Они с Бентли отправились на поиски лавки, где лежал воздушный шар, и в поисках Крэбб один раз сбился с пути и сказал об этом вслух. У Бентли кровь застыла в жилах, ведь Крэбб был теперь его зрением, его жизнью и жизнью тех, кого он любил. А любил он не только свою жену, но и Жервеза Норта с Джулией Семпл, ибо они были созданы для любви, а Бентли обладал добрым сердцем.

Но Крэбб все же сориентировался, и они вернулись на площадь, так и не отыскав ангара с шаром.

— Завтра попробуем снова, — сказал Крэбб.

На следующий день они попробовали — но безуспешно.

На другой день опять — и снова провал. Но Крэбб приносил им еду, очень неплохую еду — замечательные блюда в горшочках и банках.

— Чтобы их достать, я ходил на Пикадилли и разбил окно, — сказал Крэбб. — Сущая правда, так и было. Надеюсь, еда хорошая. В темноте не разглядеть?

Они тоже остались без газа.

— Мы можем попробовать, — ответили они. Но ощущался лишь вкус тумана — густого, плотного, желтого, вязкого как тесто тумана. И ужаса, ибо с улиц доносились скорбные крики, звуки смертей и убийств.

— А что там на дне мешка? — спросил Бентли, когда все горшки и банки с консервами были выставлены на стол.

— Украшения, должно быть, — ответил Крэбб странным голосом. — Я подумал, дамам они придутся по душе. Нашел их на мостовой в открытой сумке, пощупал — похоже на бриллианты. Подошел к соседнему магазину, разбил окно и нахватал с горсть. А почему бы и нет? Кому они теперь нужны? Лондон умирает. Но у вас-то есть шар.

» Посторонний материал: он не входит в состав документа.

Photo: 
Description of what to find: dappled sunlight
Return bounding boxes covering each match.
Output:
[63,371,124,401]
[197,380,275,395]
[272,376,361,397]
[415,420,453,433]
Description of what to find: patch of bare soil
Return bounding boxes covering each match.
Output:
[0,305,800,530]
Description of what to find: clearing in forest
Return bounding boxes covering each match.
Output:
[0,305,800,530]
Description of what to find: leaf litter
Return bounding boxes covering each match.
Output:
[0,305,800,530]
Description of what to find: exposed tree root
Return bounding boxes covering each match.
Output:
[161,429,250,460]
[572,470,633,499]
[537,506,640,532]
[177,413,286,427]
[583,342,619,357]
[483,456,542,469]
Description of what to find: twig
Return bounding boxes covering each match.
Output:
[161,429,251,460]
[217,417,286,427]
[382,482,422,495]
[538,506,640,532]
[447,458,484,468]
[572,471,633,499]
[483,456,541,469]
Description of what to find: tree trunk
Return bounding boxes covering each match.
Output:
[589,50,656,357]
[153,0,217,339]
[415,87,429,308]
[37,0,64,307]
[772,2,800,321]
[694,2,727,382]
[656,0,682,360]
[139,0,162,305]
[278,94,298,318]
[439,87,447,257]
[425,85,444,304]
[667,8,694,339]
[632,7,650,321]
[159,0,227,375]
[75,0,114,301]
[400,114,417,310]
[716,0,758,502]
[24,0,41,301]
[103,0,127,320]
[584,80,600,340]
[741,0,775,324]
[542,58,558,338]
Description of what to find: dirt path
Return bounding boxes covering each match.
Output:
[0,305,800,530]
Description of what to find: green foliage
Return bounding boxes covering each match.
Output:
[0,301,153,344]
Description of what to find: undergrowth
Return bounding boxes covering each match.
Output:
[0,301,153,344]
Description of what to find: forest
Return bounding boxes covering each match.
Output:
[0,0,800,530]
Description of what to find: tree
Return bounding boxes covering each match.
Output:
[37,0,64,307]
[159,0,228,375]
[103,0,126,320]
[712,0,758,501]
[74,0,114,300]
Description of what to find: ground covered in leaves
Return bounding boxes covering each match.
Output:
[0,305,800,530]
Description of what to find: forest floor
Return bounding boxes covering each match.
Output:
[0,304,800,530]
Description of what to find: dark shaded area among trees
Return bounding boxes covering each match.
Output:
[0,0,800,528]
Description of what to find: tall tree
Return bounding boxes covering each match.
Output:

И снова повисла тяжелая тишина. Крэбб ушел — сказал, попробует узнать новости. Он легко двигался сквозь мрак, фигура, сотканная из тьмы и ночи. Лондон превратился в преисподнюю: стояла тишина, но в тишине этой раздавались крики. Одни лошади падали замертво, другие бродили сами по себе. На улицах полыхали пожары, вызванные столкновением экипажей; мрачные тени горели в огне, жарили конину на скрытых от взоров языках пламени; кто-то танцевал в пьяном угаре и падал в костры. Многие предлагали краденое золото в обмен на еду, драгоценности за горстку пищи, выходили на охоту. Они говорили — голоса говорили, — что река уже переполнена плавающими на поверхности трупами, и пожары распространялись дальше. В ночи раздавались безумные женские крики и дичайший смех. Оказавшиеся на грани гибели люди играли с собственной смертью: бросались в огонь, совершали преступления и творили непоправимое. Некоторые исступленно звали своих жен и дочерей, кричали маленькие дети и заблудившиеся старики. В церквях не умолкли молитвы; проходя мимо одной, Крэбб слышал, как слепой органист взывает к небесам сумасшедшей музыкой. Безумец старался для него.